Is the most recent commit on this main branch called "HEADCANON"?


I use, and prefer "trunk" since I rarely use branches, but "canon" might change my mind.


I've been debating "mast" as it sort of evokes "trunk" in an amusing seafaring sort of way, and partly for the same reason a lot people like "main" because their muscle memory is "ma<TAB>". For several reasons my muscle memory at this point is "mast<TAB>", so "mast" is even a slight improvement over my muscle memory.

But I'm not sure I'd get that much interest from other people to use "mast", it might just be something in my own projects.


I've also been debating just calling it "default" since we always refer to it as the default branch anyway.


Useful to know: the linked GitLab documentation points out several flaws with "default" as the name for a branch, in particular the cognitive association with financial default (a negative circumstance), which would make internationalization hard and while not as terrible an association and history as "master" still a bad association that now I've thought about it I cannot stop thinking about.


I think quaid would be good, you know because of Randy Quaid and also because of Total Recall


Canon is excellent, but I fear it wouldn't catch on due to its religious origins / connotations.


I can appreciate that "canon" is used in religious contexts, but its meaning and origin go back further than that. Wiktionary (hardly the best source, I know) lists three secular meanings before the religious ones begin. The most relevant is this one:

> A group of literary works that are generally accepted as representing a field.
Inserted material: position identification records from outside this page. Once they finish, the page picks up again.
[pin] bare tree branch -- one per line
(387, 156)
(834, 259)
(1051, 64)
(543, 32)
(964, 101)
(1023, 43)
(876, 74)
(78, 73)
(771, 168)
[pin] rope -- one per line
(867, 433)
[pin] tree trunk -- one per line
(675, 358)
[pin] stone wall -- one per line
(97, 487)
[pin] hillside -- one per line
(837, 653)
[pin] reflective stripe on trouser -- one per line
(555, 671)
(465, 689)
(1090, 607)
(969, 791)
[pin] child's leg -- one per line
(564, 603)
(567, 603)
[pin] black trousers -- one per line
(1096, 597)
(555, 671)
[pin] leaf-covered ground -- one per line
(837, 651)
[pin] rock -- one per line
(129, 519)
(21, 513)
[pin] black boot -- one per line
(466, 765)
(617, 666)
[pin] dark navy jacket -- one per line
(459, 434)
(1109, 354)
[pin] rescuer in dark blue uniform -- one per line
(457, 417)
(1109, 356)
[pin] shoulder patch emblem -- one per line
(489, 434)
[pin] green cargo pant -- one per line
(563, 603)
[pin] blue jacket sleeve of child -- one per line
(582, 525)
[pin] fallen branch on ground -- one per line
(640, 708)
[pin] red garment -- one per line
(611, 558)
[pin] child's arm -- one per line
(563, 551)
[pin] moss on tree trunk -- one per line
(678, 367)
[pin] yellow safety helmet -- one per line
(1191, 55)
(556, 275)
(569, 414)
Also, the coinage "fanon" (as in derivative works by a fanbase) comes directly from the treatment of the source material as "canonical". (Frankly, "canonical" is the best argument I can make for "canon".)


> but its meaning and origin go back further than that

master/slave goes back to Mesopotamia, 4 thousands years ago and was used to describe the relationship between men and gods

> Man was believed to have been created to serve the gods, or perhaps wait on them: the god is lord or master (belu) and man is servant or slave (ardu)

I guess being that old is not good enough nowadays


But git doesn't use master/slave (noun). It uses master as an adjective ("master branch"). Think cassettes and vinyl records or "master boot record". It means being the definitive source of truth and has been used in that form for centuries [citation needed, but I don't remember where I read it].

This isn't just an instance of "not old enough", it's an instance of it not even being the same word, so I guess you just can't win this...



what are the religious origins/connotations? That various religions also have a canon and apocrypha?